Vers un avenir européen ?

Actualité
21.10.2024

À Erevan, des affiches bleues soutenant l'adhésion de l'Arménie à l'Union européenne sont omniprésentes. Le 16 septembre 2024, une initiative citoyenne a été lancée pour entamer un projet de loi visant à démarrer le processus d'adhésion. L'initiative devait recueillir 50 000 signatures dans un délai de 60 jours, soit jusqu'au 14 novembre 2024. Le seul a été atteint la semaine dernière, avec beaucoup d'avance sur la date limite. Maintenant, c'est au Parlement d'inclure la question à l’ordre du jour de l’une de ses sessions. La collecte ne s'arrête toutefois pas là: si l'initiative récolte plus de 300 000 signatures, un référendum sera organisé, selon la loi. 

 

Par Layla Khamlichi

Portée par un groupe de 51 personnes nommé « Plateforme des forces démocratiques » et représenté par Artak Zeynalyan, l'ancient ministre de la Justice, cette initiative citoyenne bénéficie du soutien de trois partis politiques au Parlement : le Parti européen d’Arménie, le Parti de la République et le Parti pour la République. Cet acte, plus symbolique que politique, a pour but la démonstration de la vocation européenne de l’Arménie, dans un contexte régional plus que tendu.

 

Quelques éléments pour mieux comprendre l’enjeu

Depuis la chute de l'Union soviétique, en 1991, l'Union européenne a établi des relations étroites avec l'Arménie. Ce pays, avec des racines culturelles communes aux nations européennes, a bénéficié de l'aide européenne via la Politique Européenne de Voisinage (PEV) et le Partenariat Oriental, visant à promouvoir la démocratie et le développement économique. Des accords bilatéraux, comme le Partenariat global et renforcé (CEPA) de 2017, facilitent les réformes et l'accès des produits arméniens au marché européen, tout en soutenant les PME.

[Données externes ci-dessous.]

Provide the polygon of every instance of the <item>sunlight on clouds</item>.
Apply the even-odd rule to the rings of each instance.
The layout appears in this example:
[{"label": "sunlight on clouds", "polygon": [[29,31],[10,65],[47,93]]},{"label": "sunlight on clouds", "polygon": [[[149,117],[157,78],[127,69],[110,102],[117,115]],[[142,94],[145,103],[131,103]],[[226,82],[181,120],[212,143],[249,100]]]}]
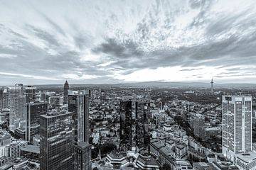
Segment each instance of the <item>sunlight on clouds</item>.
[{"label": "sunlight on clouds", "polygon": [[62,74],[61,76],[63,77],[64,79],[69,79],[74,80],[92,79],[99,77],[99,76],[96,76],[96,75],[87,75],[87,74],[78,75],[75,74]]}]

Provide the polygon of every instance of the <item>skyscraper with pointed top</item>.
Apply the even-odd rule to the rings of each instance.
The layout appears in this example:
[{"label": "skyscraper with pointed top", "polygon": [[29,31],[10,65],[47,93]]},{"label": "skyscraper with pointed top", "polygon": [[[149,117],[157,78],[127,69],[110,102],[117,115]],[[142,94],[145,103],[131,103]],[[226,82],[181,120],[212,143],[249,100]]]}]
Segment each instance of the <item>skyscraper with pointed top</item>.
[{"label": "skyscraper with pointed top", "polygon": [[64,98],[63,98],[63,104],[68,104],[68,91],[69,90],[69,85],[68,81],[66,80],[65,83],[64,84]]},{"label": "skyscraper with pointed top", "polygon": [[211,93],[213,94],[213,79],[212,78],[212,81],[210,81],[210,86],[211,86]]}]

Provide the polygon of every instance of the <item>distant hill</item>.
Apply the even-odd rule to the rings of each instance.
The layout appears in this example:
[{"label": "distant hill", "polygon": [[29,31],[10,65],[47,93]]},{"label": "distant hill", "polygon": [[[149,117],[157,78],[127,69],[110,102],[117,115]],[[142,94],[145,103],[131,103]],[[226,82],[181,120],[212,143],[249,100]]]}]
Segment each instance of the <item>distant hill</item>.
[{"label": "distant hill", "polygon": [[[122,83],[122,84],[70,84],[73,87],[133,87],[133,88],[210,88],[210,83],[203,82],[163,82],[163,81],[147,81],[139,83]],[[255,84],[214,84],[214,88],[228,89],[255,89]],[[45,84],[35,85],[37,87],[54,87],[62,88],[63,84]]]}]

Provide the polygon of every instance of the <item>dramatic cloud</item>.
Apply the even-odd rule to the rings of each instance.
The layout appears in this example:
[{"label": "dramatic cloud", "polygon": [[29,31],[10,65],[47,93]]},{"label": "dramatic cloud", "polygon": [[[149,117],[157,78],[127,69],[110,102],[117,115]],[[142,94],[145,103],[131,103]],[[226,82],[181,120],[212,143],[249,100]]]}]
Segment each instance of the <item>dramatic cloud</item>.
[{"label": "dramatic cloud", "polygon": [[256,83],[254,0],[0,0],[1,84]]}]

L'UE est également un partenaire commercial majeur pour la patrie de Noé, représentant 20 à 25 % de ses exportations. Entre 2014 et 2019, les exportations arméniennes vers l'UE ont augmenté de 21,5 %, atteignant 583 millions d'euros, tandis que les importations ont atteint 1,07 milliard. Les liens se renforcent aussi dans les domaines sécuritaires et humanitaires, avec l'allocation de 70 millions d'euros pour la région du Haut-Karabagh et la Mission européenne (EUMA) en Arménie, critiquée par la Russie et l'Azerbaïdjan. En 2024, le Fonds européen pour la paix a alloué 10 millions d'euros pour renforcer les capacités des forces armées arméniennes.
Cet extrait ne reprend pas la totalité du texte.